Davis threw his cigar into the stream, pushed bottle and glasses away from him,--far enough to permit him to rest both his arms on the table,--and then, steadfastly fixing his eyes on the other, with a look of intense but not angry significance, said, "How often have I told you, Beecher, that it was no use to try a 'double' with me? Why, man, I know every card in your hand."

"I give you my sacred word of honor, Grog--"
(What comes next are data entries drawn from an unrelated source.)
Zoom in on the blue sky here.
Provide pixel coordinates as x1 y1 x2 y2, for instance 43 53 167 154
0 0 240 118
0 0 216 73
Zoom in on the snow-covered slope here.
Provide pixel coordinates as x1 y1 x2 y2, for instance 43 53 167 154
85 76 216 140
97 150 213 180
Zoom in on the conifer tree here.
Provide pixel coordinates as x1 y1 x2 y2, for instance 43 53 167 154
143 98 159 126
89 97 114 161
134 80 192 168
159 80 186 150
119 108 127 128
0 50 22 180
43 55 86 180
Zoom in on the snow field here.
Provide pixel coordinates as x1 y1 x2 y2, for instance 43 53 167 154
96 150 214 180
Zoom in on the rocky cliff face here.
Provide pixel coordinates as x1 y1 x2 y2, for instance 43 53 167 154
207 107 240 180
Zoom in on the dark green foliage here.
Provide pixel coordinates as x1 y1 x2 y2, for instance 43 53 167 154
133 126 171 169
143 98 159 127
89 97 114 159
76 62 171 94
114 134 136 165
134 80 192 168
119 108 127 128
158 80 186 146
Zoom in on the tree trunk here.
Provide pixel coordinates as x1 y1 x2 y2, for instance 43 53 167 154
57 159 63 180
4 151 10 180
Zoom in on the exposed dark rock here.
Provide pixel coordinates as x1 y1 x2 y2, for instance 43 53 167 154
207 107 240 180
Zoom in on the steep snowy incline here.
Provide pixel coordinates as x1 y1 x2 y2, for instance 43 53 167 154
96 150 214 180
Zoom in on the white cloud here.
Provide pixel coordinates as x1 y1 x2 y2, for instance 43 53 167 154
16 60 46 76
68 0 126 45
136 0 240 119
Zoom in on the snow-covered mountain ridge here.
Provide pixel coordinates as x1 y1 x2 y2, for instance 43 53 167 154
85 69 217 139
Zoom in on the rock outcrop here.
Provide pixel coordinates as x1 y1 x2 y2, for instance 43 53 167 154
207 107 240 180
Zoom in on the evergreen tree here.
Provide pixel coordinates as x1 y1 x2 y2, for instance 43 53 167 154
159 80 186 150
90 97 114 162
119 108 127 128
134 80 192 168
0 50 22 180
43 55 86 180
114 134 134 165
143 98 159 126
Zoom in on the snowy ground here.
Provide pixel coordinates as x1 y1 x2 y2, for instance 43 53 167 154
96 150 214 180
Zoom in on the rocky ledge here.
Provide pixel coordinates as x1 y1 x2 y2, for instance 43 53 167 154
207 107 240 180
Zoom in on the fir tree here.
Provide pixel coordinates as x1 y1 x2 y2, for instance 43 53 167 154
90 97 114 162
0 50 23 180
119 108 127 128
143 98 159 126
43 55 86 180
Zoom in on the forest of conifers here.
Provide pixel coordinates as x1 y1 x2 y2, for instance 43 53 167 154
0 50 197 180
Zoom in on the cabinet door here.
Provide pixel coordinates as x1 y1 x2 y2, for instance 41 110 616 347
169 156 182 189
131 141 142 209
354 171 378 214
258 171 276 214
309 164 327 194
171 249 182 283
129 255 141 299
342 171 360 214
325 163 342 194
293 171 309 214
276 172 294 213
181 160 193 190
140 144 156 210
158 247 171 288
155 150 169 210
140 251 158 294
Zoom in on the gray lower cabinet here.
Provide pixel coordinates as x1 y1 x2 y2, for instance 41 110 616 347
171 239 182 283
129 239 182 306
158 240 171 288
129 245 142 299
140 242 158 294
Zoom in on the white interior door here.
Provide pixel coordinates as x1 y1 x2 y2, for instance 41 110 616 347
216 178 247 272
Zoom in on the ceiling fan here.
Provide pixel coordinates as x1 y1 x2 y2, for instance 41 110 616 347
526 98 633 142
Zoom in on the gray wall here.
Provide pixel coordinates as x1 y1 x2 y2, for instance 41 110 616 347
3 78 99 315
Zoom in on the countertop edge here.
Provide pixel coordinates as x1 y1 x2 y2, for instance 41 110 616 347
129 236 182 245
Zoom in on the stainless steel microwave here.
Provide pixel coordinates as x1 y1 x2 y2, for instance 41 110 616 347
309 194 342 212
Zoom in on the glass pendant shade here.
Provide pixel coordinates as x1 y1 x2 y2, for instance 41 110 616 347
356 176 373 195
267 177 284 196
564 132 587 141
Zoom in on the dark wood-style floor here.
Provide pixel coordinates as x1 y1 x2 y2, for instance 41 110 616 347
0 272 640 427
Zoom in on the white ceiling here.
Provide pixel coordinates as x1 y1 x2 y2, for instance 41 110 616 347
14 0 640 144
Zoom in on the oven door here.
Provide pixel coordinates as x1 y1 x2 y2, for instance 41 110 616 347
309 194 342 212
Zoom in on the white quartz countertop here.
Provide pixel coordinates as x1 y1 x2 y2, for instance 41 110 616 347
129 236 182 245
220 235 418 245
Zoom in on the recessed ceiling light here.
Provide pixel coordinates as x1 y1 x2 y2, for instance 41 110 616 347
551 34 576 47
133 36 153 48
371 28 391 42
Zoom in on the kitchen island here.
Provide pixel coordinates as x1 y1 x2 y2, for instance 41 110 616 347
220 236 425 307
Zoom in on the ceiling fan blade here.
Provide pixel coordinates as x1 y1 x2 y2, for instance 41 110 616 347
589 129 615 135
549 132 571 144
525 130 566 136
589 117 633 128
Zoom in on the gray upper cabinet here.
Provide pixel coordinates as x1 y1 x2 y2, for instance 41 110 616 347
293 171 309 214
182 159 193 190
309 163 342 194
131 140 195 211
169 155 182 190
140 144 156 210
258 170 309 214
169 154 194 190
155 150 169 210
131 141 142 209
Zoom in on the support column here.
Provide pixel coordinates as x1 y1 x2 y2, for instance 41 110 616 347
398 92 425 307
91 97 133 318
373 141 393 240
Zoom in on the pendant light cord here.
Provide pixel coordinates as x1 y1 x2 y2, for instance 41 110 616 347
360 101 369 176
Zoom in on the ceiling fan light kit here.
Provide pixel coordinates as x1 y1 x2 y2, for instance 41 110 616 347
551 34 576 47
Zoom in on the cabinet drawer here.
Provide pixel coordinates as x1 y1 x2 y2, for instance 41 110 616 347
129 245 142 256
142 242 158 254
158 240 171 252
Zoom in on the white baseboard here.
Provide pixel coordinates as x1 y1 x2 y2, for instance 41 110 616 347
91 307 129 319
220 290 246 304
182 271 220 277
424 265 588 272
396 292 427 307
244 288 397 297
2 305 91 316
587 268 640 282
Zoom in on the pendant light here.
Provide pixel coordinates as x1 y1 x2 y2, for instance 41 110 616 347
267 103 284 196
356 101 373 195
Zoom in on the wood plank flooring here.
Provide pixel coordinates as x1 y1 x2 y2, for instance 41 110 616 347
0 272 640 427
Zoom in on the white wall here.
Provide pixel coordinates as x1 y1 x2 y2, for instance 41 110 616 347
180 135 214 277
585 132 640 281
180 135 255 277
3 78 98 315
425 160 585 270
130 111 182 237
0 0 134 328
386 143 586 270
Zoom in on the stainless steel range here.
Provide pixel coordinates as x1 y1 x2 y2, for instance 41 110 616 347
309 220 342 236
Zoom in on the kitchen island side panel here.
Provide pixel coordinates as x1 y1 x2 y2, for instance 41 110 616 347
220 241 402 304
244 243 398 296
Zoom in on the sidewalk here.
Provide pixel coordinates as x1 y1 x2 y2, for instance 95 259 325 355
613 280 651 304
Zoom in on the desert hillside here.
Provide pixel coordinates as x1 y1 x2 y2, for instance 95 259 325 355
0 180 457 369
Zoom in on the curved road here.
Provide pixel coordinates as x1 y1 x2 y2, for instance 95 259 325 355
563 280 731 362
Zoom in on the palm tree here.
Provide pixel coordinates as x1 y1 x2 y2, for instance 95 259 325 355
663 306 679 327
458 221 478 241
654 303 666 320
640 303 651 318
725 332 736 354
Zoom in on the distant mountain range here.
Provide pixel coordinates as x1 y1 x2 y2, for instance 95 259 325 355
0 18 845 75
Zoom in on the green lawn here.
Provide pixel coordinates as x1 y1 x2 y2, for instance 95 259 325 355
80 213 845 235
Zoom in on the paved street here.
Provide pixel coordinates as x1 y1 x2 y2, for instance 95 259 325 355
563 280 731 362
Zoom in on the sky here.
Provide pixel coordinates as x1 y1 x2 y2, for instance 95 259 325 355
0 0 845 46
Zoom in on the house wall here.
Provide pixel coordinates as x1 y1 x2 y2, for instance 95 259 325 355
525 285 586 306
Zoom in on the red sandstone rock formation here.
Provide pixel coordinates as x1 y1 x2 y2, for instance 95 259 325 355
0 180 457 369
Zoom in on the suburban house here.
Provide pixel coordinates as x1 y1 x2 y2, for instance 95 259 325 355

"To be renewed at three months, I suppose?" said Davis, sneeringly. "No, no, my boy, it takes an earlier rise to get to the blind side of Kit Davis. I 'm not angry with you for trying it,--not a bit, lad; there 's nothing wrong in it but the waste of time."

"May I be hanged, drawn, and quartered, if I know what you are at, Grog!" exclaimed the other, piteously.

"Well, all I can say is _I_ read _you_ easier than _you_ read _me_.

_You_ gave old Lazarus a thousand pounds for that book after reading that paragraph in the 'Times.'"

"What paragraph?"

"I mean that about your brother's title not being legal."

"I never saw it,--never heard of it," cried Beecher, in undisguised terror.